As the year comes to a close, it’s once again time to start thinking about taxes. Tax day is still months away, but for many people who aren’t very good at bookkeeping, tax season can be a stressful time of making sure you’ve got all the necessary documentation for the income you’ve earned and deductions you can take.
The tax code is, of course, incredibly complex, and many rely on professionals to prepare their taxes for them.
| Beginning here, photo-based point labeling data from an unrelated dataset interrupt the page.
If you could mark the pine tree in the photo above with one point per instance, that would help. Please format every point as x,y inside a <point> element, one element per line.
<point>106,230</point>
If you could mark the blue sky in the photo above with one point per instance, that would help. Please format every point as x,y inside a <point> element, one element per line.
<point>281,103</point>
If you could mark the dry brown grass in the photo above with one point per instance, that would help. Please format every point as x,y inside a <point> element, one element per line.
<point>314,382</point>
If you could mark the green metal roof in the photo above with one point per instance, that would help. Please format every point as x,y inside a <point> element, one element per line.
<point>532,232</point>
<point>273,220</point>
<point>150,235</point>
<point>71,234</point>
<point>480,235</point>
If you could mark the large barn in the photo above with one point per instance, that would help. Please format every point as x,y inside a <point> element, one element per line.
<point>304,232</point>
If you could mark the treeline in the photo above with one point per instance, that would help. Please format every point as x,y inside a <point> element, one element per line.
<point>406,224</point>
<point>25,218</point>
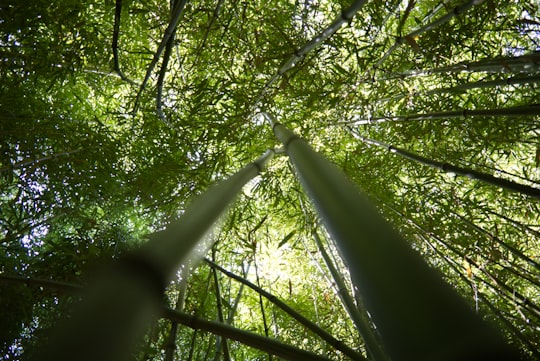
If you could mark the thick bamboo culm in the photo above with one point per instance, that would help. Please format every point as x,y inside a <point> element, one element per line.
<point>372,344</point>
<point>331,340</point>
<point>121,303</point>
<point>418,315</point>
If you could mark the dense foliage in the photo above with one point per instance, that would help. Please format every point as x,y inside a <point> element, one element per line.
<point>94,158</point>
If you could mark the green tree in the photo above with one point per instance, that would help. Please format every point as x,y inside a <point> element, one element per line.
<point>114,115</point>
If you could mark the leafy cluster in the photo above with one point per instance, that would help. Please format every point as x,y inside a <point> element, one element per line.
<point>113,115</point>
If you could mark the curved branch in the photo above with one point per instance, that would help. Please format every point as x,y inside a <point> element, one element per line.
<point>171,29</point>
<point>116,35</point>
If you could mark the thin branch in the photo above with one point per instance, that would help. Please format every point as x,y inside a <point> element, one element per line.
<point>162,73</point>
<point>339,345</point>
<point>448,168</point>
<point>458,10</point>
<point>345,17</point>
<point>171,28</point>
<point>524,110</point>
<point>259,342</point>
<point>116,35</point>
<point>468,86</point>
<point>27,162</point>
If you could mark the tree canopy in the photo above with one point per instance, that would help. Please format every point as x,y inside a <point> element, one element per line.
<point>115,114</point>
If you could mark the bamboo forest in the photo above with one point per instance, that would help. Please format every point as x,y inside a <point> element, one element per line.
<point>270,180</point>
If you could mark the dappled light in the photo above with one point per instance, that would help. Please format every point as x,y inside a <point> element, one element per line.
<point>131,136</point>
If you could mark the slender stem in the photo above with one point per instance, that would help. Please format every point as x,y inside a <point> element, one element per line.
<point>221,344</point>
<point>259,342</point>
<point>339,345</point>
<point>116,36</point>
<point>520,64</point>
<point>171,28</point>
<point>261,305</point>
<point>162,73</point>
<point>526,110</point>
<point>27,162</point>
<point>366,332</point>
<point>345,16</point>
<point>511,294</point>
<point>472,85</point>
<point>400,40</point>
<point>405,297</point>
<point>118,306</point>
<point>170,347</point>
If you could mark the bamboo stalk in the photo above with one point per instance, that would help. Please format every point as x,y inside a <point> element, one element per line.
<point>221,344</point>
<point>171,28</point>
<point>26,162</point>
<point>345,16</point>
<point>472,85</point>
<point>339,345</point>
<point>458,10</point>
<point>259,342</point>
<point>170,347</point>
<point>261,305</point>
<point>511,294</point>
<point>448,168</point>
<point>520,64</point>
<point>163,72</point>
<point>418,315</point>
<point>120,304</point>
<point>524,110</point>
<point>517,333</point>
<point>37,282</point>
<point>116,35</point>
<point>373,347</point>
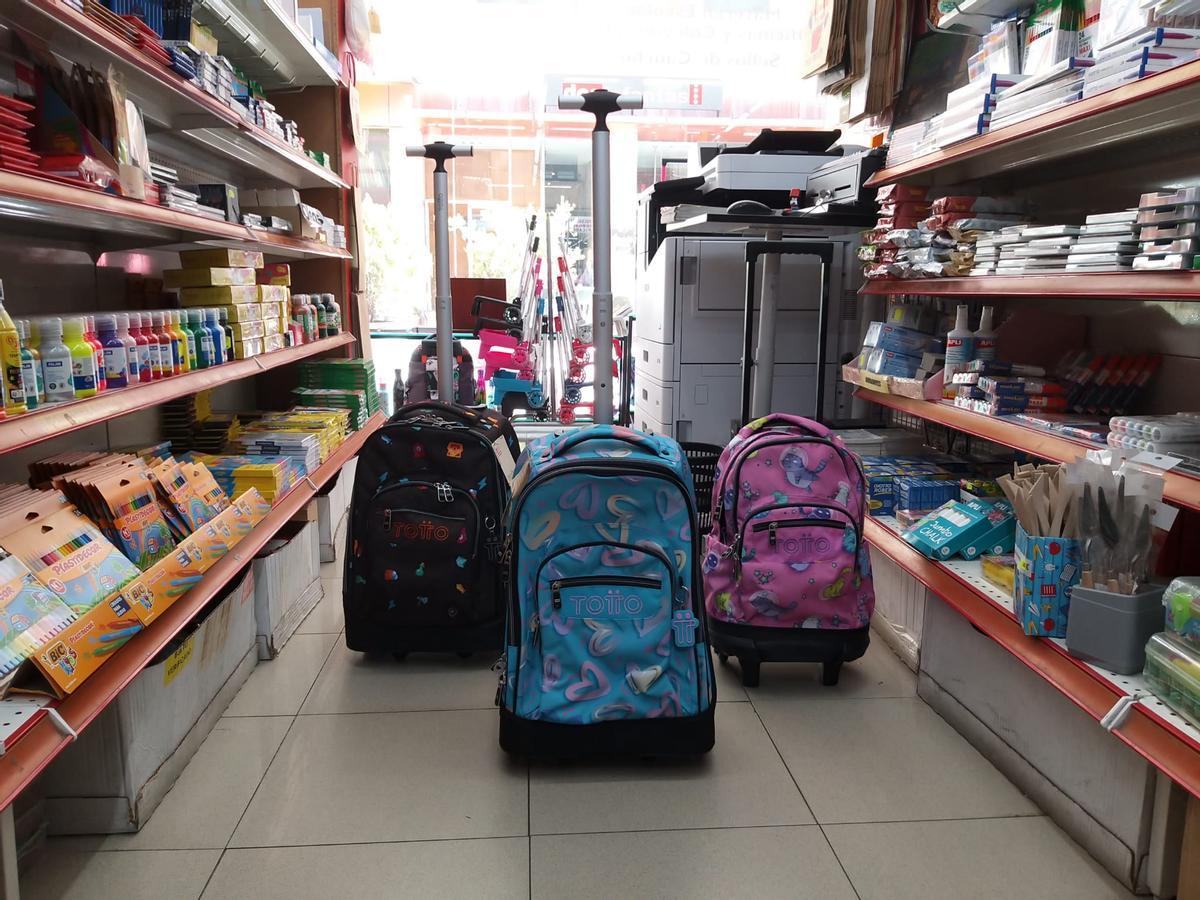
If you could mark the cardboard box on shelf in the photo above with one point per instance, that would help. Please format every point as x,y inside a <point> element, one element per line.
<point>113,778</point>
<point>287,585</point>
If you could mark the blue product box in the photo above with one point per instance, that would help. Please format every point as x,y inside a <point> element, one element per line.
<point>886,336</point>
<point>893,364</point>
<point>1047,569</point>
<point>1000,538</point>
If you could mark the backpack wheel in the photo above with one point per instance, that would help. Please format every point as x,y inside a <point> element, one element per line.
<point>749,672</point>
<point>829,673</point>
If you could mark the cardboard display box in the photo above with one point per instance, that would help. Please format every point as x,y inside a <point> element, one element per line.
<point>287,585</point>
<point>112,779</point>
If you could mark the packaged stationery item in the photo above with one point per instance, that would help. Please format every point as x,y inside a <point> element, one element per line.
<point>30,615</point>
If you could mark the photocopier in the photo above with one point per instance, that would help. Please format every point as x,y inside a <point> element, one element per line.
<point>691,281</point>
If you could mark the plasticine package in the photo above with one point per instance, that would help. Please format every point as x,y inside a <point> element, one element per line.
<point>1047,569</point>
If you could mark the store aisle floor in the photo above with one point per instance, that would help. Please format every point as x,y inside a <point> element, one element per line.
<point>333,775</point>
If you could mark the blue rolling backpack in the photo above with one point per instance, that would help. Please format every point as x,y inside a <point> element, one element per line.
<point>605,631</point>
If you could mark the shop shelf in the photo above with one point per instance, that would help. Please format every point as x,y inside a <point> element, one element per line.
<point>30,204</point>
<point>1151,730</point>
<point>1104,286</point>
<point>33,749</point>
<point>171,105</point>
<point>1180,489</point>
<point>1135,112</point>
<point>267,43</point>
<point>58,419</point>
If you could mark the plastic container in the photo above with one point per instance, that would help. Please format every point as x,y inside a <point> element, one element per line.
<point>10,359</point>
<point>1173,673</point>
<point>213,324</point>
<point>1111,629</point>
<point>90,336</point>
<point>1182,603</point>
<point>84,371</point>
<point>57,361</point>
<point>117,354</point>
<point>139,323</point>
<point>30,366</point>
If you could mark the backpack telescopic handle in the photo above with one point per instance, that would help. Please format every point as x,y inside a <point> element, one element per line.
<point>439,151</point>
<point>600,103</point>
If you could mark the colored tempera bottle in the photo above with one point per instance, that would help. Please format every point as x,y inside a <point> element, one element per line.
<point>10,359</point>
<point>83,357</point>
<point>30,366</point>
<point>223,321</point>
<point>139,323</point>
<point>57,361</point>
<point>91,337</point>
<point>131,347</point>
<point>117,355</point>
<point>214,327</point>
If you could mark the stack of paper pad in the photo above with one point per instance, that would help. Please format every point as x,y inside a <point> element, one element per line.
<point>1155,51</point>
<point>1061,85</point>
<point>273,475</point>
<point>1105,244</point>
<point>1167,229</point>
<point>1039,249</point>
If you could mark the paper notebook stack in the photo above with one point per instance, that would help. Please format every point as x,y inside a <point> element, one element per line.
<point>1105,244</point>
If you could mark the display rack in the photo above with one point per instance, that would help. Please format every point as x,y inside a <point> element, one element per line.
<point>1151,729</point>
<point>1104,286</point>
<point>109,222</point>
<point>169,103</point>
<point>33,749</point>
<point>1135,112</point>
<point>1180,489</point>
<point>58,419</point>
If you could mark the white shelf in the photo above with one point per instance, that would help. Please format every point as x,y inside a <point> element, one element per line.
<point>267,43</point>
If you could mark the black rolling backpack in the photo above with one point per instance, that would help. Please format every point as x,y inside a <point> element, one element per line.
<point>424,543</point>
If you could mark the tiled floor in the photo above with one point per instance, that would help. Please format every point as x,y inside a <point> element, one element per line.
<point>333,775</point>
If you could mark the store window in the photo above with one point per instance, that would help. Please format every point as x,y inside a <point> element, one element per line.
<point>489,72</point>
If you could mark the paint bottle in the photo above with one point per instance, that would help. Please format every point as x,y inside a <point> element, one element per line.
<point>187,340</point>
<point>83,355</point>
<point>30,366</point>
<point>213,324</point>
<point>203,339</point>
<point>57,361</point>
<point>334,312</point>
<point>168,357</point>
<point>139,322</point>
<point>90,336</point>
<point>117,355</point>
<point>10,359</point>
<point>985,337</point>
<point>223,321</point>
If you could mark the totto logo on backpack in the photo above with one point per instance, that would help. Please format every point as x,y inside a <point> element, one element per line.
<point>606,642</point>
<point>786,570</point>
<point>424,543</point>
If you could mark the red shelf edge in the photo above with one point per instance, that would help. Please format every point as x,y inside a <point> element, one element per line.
<point>1180,490</point>
<point>49,421</point>
<point>1109,101</point>
<point>1099,286</point>
<point>1144,732</point>
<point>28,756</point>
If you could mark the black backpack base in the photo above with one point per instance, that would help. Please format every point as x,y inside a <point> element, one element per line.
<point>658,738</point>
<point>371,639</point>
<point>754,645</point>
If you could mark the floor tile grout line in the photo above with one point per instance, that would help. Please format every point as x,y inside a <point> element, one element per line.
<point>807,805</point>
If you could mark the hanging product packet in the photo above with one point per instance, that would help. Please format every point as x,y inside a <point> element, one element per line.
<point>138,523</point>
<point>66,552</point>
<point>30,615</point>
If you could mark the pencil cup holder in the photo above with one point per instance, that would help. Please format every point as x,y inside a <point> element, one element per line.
<point>1047,568</point>
<point>1111,630</point>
Experts have a much better idea of the things you can claim to reduce your tax burden, and they can alert you to items you must declare as income if you don’t want to risk getting audited.
While you obviously wouldn’t be expected to know everything — or even most — of what the tax code says, there is something the IRS expects people to declare as income that is so absurd, you won’t believe it.
According to the IRS, “If you steal property, you must report its fair market value in your income in the year you steal it unless you return it to its rightful owner in the same year.”
I assure you, this is not Photoshop. You can see it for yourself by clicking here.
Does this mean that, if you’re a looter who exploited the riots in Minneapolis last summer or part of the smash-and-grab crime spree in San Francisco right now, the IRS actually expects you to declare those goods you stole as income?
Probably not, but since the IRS is a government agency, who knows? Still, the infamous mob boss Al Capone was ultimately brought to justice over tax evasion — not bootlegging, racketeering, or murder.
If Capone had only declared his illicit income and paid taxes on it, he may have lived his whole life a free man.